# So Who Pays?



## Grant (Jun 12, 2004)

I put in an order with Mann Lake.  They made a mistake and shipped Super Boost instead of Bee Boost. It's an easy mistake. However, they charged me for the amount of Bee Boost ($49.95) that I didn't receive. The Superboost that they shipped by mistake was only $11.99 which I didn't think I needed to return (at my cost).

I sent a couple of e-mails, and after no response, I called and they sent out a package of Bee Boost. They apologized for the mistake.

I waited and never received the corrected order. I called, they said wait a couple more days. Still no package. I waited a whole week.

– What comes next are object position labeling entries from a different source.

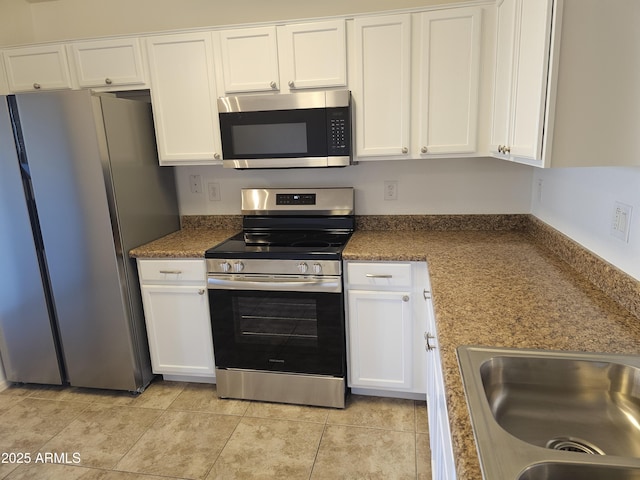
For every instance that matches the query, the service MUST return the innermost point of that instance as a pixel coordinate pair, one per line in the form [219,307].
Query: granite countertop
[185,243]
[500,289]
[491,288]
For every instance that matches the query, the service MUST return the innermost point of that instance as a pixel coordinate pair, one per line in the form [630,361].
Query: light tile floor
[182,430]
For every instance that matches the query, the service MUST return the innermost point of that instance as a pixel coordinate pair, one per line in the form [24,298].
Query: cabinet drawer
[379,274]
[173,271]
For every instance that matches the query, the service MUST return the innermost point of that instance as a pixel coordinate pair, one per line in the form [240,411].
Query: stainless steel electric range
[276,297]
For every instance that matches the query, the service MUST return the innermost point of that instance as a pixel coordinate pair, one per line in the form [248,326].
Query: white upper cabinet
[108,63]
[183,96]
[282,59]
[4,86]
[37,68]
[521,79]
[381,85]
[448,45]
[312,55]
[249,59]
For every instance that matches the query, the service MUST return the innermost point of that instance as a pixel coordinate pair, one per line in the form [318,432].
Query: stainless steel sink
[562,471]
[540,414]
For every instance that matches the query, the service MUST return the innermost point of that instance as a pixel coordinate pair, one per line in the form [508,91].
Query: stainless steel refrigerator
[80,186]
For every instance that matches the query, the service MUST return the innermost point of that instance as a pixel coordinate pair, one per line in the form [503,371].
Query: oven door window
[278,331]
[274,134]
[276,321]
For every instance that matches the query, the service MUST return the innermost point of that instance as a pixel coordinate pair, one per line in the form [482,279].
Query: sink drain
[571,444]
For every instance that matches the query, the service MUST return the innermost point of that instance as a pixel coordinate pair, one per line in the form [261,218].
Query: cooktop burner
[285,245]
[297,224]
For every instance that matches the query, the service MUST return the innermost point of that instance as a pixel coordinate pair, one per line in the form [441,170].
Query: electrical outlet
[390,189]
[195,182]
[214,191]
[620,221]
[540,185]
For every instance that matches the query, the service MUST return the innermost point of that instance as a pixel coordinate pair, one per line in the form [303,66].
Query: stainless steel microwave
[307,129]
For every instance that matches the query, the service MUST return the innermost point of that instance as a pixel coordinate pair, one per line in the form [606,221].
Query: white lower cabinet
[442,463]
[176,308]
[385,325]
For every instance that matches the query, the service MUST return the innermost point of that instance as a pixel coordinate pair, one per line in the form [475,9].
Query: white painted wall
[580,201]
[480,185]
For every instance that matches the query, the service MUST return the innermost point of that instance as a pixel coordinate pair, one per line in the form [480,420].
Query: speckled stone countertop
[501,288]
[517,283]
[185,243]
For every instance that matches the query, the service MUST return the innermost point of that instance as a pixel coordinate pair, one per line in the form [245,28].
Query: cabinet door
[449,55]
[108,63]
[530,79]
[381,87]
[520,88]
[503,77]
[249,59]
[178,329]
[313,55]
[4,86]
[183,98]
[37,68]
[380,339]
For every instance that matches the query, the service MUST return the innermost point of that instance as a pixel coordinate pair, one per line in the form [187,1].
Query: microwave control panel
[339,130]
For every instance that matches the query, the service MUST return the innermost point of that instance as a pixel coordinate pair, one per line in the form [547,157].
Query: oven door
[278,323]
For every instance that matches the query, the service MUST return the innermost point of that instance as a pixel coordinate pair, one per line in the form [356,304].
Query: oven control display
[295,198]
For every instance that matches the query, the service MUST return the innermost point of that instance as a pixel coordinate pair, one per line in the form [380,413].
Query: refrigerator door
[26,338]
[65,146]
[142,199]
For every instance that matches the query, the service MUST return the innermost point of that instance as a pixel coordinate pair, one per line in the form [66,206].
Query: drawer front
[372,274]
[172,271]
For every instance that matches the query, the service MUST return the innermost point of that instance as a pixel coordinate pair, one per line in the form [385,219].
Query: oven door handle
[276,284]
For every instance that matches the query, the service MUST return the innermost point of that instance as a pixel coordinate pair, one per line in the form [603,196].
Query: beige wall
[15,22]
[55,20]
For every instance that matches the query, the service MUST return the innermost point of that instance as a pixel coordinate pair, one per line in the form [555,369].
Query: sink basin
[564,471]
[539,414]
[568,404]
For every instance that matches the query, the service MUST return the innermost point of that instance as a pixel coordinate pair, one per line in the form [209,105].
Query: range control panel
[295,199]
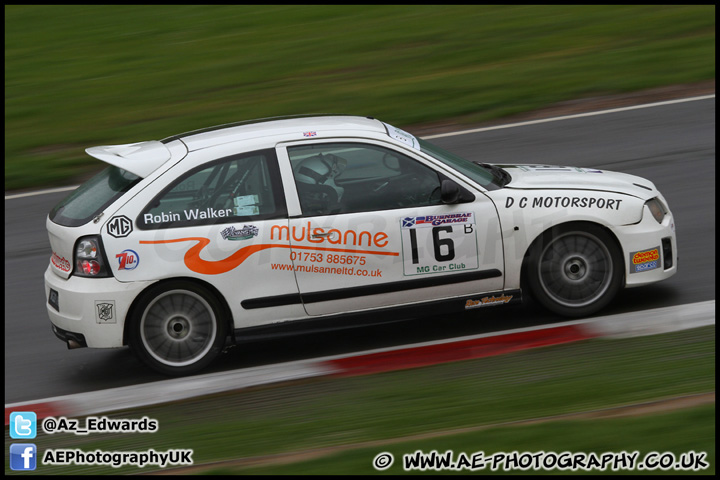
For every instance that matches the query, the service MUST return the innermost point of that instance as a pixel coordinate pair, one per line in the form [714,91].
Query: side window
[354,177]
[240,187]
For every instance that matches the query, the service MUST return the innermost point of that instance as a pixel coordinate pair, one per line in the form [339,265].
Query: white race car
[183,245]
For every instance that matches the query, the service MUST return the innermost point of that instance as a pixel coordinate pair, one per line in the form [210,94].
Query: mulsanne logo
[119,226]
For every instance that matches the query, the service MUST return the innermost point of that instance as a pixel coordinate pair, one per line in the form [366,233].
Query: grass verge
[85,75]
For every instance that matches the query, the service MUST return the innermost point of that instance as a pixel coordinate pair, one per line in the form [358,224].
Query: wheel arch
[208,286]
[548,233]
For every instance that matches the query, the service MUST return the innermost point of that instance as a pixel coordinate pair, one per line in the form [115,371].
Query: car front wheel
[178,328]
[575,270]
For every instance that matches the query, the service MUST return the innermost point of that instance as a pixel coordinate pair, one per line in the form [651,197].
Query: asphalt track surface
[671,145]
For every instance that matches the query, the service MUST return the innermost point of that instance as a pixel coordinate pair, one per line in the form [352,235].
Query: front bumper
[90,311]
[649,249]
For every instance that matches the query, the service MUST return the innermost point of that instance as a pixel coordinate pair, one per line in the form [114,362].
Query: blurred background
[79,76]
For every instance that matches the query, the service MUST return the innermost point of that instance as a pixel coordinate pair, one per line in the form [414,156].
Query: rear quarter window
[93,196]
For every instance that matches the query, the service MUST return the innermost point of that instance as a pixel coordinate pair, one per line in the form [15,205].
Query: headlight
[656,209]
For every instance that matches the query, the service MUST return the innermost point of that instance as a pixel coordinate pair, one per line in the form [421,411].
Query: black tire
[575,270]
[178,328]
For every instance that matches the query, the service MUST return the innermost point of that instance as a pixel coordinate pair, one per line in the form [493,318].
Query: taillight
[89,258]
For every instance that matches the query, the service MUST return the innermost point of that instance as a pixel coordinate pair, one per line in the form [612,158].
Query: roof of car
[279,126]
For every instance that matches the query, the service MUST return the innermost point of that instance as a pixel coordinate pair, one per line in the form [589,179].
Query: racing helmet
[321,170]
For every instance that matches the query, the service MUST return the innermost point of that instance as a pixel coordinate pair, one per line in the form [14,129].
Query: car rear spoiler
[140,158]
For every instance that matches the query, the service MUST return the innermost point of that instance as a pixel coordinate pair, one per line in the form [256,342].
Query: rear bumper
[89,311]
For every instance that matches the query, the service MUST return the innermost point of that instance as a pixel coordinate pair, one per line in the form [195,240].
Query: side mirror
[451,193]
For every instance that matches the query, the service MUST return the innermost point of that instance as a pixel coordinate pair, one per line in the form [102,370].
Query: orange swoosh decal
[216,267]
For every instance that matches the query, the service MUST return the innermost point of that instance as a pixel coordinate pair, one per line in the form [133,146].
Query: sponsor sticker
[105,311]
[644,260]
[128,260]
[488,301]
[439,243]
[119,226]
[245,233]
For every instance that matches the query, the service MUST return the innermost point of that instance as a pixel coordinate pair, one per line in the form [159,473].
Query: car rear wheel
[575,270]
[178,328]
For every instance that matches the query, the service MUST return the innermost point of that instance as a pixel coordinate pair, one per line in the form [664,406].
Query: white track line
[465,132]
[568,117]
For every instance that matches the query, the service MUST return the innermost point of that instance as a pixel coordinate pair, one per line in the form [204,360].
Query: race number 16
[436,244]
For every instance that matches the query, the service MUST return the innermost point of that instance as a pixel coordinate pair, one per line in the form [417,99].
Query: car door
[214,222]
[373,230]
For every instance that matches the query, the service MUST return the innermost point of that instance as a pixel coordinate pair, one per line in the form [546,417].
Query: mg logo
[119,226]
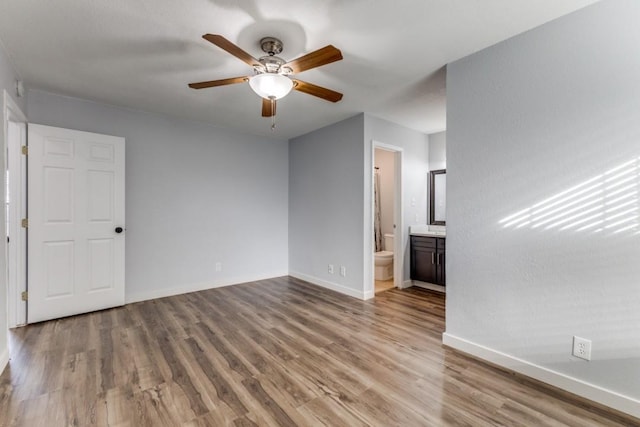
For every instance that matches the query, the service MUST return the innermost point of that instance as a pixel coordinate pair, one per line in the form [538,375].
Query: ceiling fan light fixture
[271,85]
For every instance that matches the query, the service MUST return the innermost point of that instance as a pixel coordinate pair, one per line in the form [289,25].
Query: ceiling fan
[272,79]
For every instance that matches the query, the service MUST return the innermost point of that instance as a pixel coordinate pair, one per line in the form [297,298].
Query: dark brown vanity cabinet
[427,259]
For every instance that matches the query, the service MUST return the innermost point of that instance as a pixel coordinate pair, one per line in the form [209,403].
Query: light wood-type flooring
[383,285]
[276,352]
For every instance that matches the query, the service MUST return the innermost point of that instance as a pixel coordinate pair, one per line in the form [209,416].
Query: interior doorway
[386,209]
[15,137]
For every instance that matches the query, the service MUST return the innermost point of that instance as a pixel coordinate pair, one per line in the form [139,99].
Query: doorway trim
[16,251]
[398,219]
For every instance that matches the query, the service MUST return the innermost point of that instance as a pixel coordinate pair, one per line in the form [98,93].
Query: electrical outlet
[582,348]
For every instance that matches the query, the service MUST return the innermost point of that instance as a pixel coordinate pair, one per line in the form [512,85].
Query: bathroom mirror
[437,196]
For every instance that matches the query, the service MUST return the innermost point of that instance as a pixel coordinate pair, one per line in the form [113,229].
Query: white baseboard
[194,287]
[333,286]
[573,385]
[4,359]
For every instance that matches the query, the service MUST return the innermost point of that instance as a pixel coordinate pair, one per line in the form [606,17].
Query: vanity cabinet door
[428,259]
[440,255]
[423,259]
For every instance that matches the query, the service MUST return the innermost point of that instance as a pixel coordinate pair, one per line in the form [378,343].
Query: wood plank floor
[276,352]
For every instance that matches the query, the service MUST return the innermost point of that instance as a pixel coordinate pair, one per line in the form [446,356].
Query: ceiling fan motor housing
[271,45]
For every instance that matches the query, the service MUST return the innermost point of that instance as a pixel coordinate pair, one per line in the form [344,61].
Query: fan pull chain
[273,113]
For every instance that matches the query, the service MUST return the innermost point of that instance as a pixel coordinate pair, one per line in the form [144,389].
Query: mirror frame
[432,196]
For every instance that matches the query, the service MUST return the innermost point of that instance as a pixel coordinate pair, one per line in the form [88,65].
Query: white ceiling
[142,54]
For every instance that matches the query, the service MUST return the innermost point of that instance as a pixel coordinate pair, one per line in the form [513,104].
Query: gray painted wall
[195,195]
[528,119]
[438,151]
[8,79]
[325,205]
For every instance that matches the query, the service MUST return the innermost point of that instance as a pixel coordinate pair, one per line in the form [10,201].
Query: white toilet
[383,260]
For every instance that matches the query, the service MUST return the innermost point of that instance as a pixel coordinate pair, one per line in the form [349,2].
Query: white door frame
[16,251]
[398,219]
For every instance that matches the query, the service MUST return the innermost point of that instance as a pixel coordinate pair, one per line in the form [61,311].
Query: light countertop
[428,231]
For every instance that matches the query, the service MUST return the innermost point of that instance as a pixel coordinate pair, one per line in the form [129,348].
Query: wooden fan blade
[324,56]
[222,82]
[268,107]
[315,90]
[225,44]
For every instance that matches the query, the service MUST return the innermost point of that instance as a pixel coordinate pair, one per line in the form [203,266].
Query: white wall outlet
[582,348]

So I called back and they shipped out another order of Bee Boost. I got it today. They also charged me another $49.95. They ate the shipping charges of $1.85

I wasn't expecting that second charge. I guess I was under the impression that businesses absorb the losses with the Postal Department. I seldom have these issues and the companies I've previously dealt with never charged me the second fee for something the USPS lost.

Am I unreasonable to expect Mann Lake to ship me a corrected order without charging me a second time?

Grant
Jackson, MO


----------



## iwombat (Feb 3, 2009)

Not unreasonable at all. You received one shipment and that's all you should have to pay for. This is part of being a mail-order business. My guess is that they're up to their neck in orders right now and simply goofed. Call and be a pest until you get your charges reversed.


----------



## Bizzybee (Jan 29, 2006)

I have never had any problems with Mann Lake. And never had a problem that we didn't work out together.

I don't see being a pest is going to help right up front. Now that you have everything you were planning to have and then some if I read this right? Get all of your charges and shipments together. Get in touch with them on the phone and walk them through what happened from beginning to end so that they understand exactly what has happened. Then let them offer a solution.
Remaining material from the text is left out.